Go is basically incompatible with any kind of plugin-like dynamic linking. There are basically two reasonable models for doing something like plugins: the HashiCorp model, where plugins are actually separate processes that do some kind of intra-process communication with the host; or the Caddy model, where you select which plugins you want when downloading the binary, and they're built-in at compile time.

5 comments

Correct me if I'm wrong, but the Caddy model requires curation, doesn't it?

Plugins and scripting languages flourish when they democratize the process of adding features to a piece of code. To have prebuilt binaries you need a build matrix, and the complexity of the build matrix is somewhere between exponential and factorial.

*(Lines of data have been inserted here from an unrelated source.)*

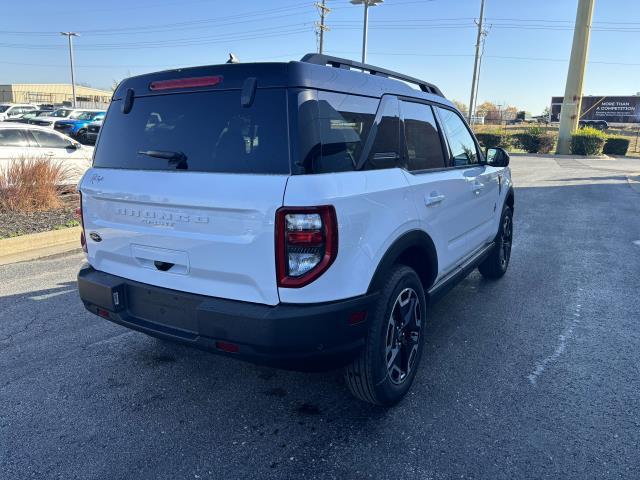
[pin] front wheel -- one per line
(496, 264)
(386, 368)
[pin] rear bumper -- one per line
(299, 337)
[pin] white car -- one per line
(21, 141)
(9, 110)
(299, 214)
(61, 114)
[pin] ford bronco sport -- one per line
(300, 214)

This is a perverse incentive for the curators. The cost has to be justified, and as the friction grows you can only justify the things that you have a strong affinity for. Anything you don't understand or don't like gets voted off the island.

In the best addon ecosystems, the core maintainers put some safety rails on the system so the addons can't do anything too crazy. Then they watch the cream of the crop and start trying to include them in the base functionality (limiting the number of optional features the majority of their users have to manually pick). The hard part here is how to reward the people whose ideas you just co-opted, and I don't have a great answer for that (although money and/or a free license for life is a good start)

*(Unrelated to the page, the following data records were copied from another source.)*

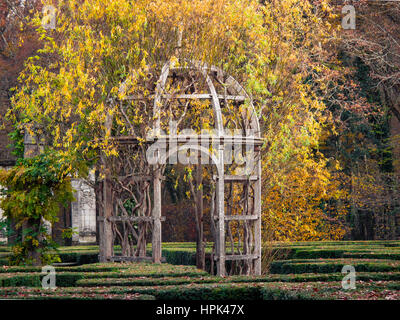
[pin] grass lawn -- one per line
(304, 270)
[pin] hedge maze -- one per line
(302, 271)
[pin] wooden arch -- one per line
(247, 215)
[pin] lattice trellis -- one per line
(131, 191)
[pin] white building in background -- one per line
(83, 214)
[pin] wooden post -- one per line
(257, 224)
(220, 241)
(106, 238)
(156, 243)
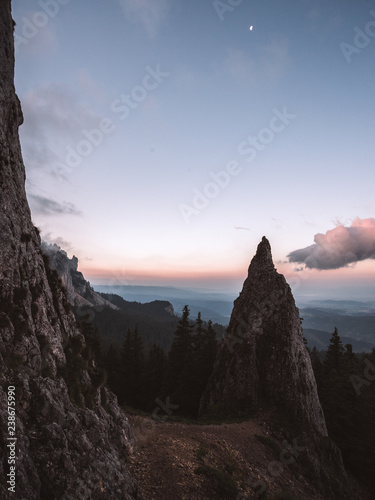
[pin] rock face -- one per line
(72, 438)
(263, 366)
(264, 357)
(79, 291)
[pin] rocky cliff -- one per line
(79, 291)
(263, 367)
(72, 438)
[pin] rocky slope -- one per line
(72, 438)
(263, 366)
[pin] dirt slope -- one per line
(174, 460)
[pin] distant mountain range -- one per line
(155, 306)
(214, 306)
(355, 320)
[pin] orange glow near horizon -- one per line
(361, 273)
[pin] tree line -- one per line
(346, 388)
(138, 376)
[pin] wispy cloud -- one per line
(53, 118)
(269, 63)
(151, 14)
(45, 206)
(339, 247)
(59, 241)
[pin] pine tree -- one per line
(132, 369)
(335, 353)
(180, 363)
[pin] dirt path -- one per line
(174, 460)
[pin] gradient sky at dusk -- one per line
(200, 84)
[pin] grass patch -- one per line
(284, 496)
(201, 452)
(271, 443)
(226, 486)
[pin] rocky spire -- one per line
(263, 366)
(266, 361)
(72, 438)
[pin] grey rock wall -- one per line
(67, 447)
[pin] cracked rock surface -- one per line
(67, 447)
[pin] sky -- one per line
(163, 138)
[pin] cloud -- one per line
(59, 241)
(53, 119)
(339, 247)
(150, 13)
(269, 63)
(45, 206)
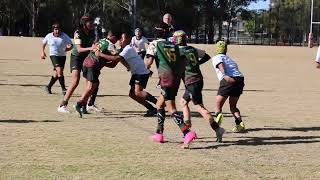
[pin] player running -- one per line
(92, 66)
(83, 43)
(139, 75)
(59, 43)
(318, 58)
(193, 81)
(171, 68)
(231, 85)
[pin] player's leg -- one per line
(92, 80)
(161, 116)
(54, 77)
(75, 67)
(186, 109)
(60, 75)
(137, 93)
(91, 104)
(237, 90)
(169, 95)
(89, 86)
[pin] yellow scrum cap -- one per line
(221, 47)
(179, 37)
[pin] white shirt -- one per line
(140, 44)
(135, 61)
(57, 44)
(318, 55)
(152, 48)
(230, 66)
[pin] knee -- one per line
(183, 102)
(233, 108)
(138, 93)
(131, 93)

> Plugins and scripting languages flourish when they democratize the process of adding features to a piece of code . . . In the best addon ecosystems, the core maintainers put some safety rails on the system so the addons can't do anything too crazy. Then they watch the cream of the crop and start trying to include them in the base functionality (limiting the number of optional features the majority of their users have to manually pick).

Well, it's a cost/benefit judgment call, not a single valuation. And I think for situations like this, if you have to pick a side, it's generally better to pick the exclusionary walled garden over the bazaar -- I think the value of democratization is usually overstated, and the drawbacks underemphasized.

There is the "plugin" package which seems really cool and fits the simplistic style of Go (tbh I haven't tried this module myself, only glanced at the documentation), but it does not work on Windows, which I think is the reason it is not used. The ticket about adding Windows support to the plugin package is one of the highest rated ones on Go's GitHub, yet it is still open.
See jdoliner's comment and replies on this thread for more context and information.
The plugin package was an experiment and is basically now abandoned, it's not meant for real use.
How can they possibly be calling this "native"? :/
Any significant downside to the process based model? I haven't benchmarked the memory consumption of minimal a Go process but it should be well below what e.g. a minimal JVM application uses. With the right serialization format IPC can be reasonably efficient.
I'm sure you're onto something. But I can't really decipher whats bad here and which of the two scenarios you mention apply to go interpreted plugins.